Eilish Macintosh took a step towards fashion greatness tonight as she was awarded the L’Oreal Bursary Award at the Central Saint Martins MA show by one of the prestigious fashion college’s most famous alumni: Christopher Kane.
Her collection, a simple procession of fluid black jersey dresses - some long, some short, some with padded shoulders, some with sleeves, some without - was marked out, literally, by rope. It would around the body, trailing, in some cases behind; obscuring the models’ vision as a visor-style headpiece in others; dropping from the body, in yet others, in the style of style of a hangman’s noose.
A second collection by Macintosh saw moulded gloss-leather separates, voluminous in proportion, seemingly sewn together with a plasticised rope that bore more than a passing resemblance to the traditional telephone cord.
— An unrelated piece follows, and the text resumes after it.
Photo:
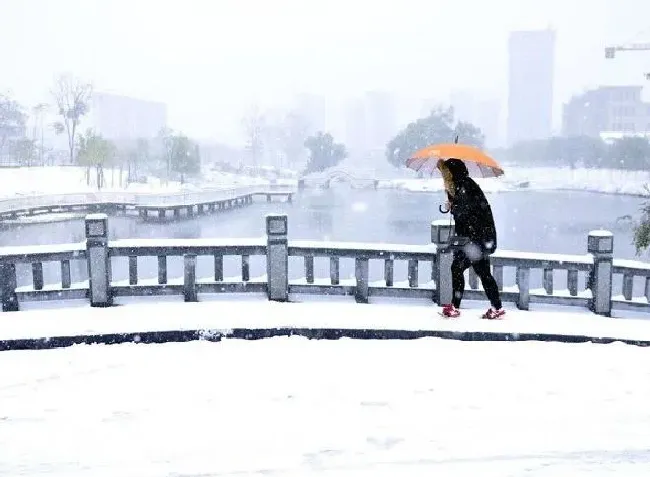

A deserved win without doubt - Macintosh can add this year’s CSM Chloe Award to it, too - but there was plenty more to love elsewhere in a show that reminded everyone in the room why Saint Martins remains at the go-to source of global fashion talent.
Knitwear graduate Jaimee McKenna’s offering of textured cobalt blue dresses that sat away from the body in segmented, accordian-like cocoons drew spontaneous applause, as did the sci-fi-esque creations of Sadie Williams - enormous, stiff, long metallic dresses in Quality Street colours.
Subverting the silhouette was a key theme, with both Elena Crehan and Toma Stenko showing collections with board-like inserts that pulled the clothes away from the body. Minimalism, meanwhile, was at the heart of the menswear collections, with long, tunic-like tops over trousers a recurring motif.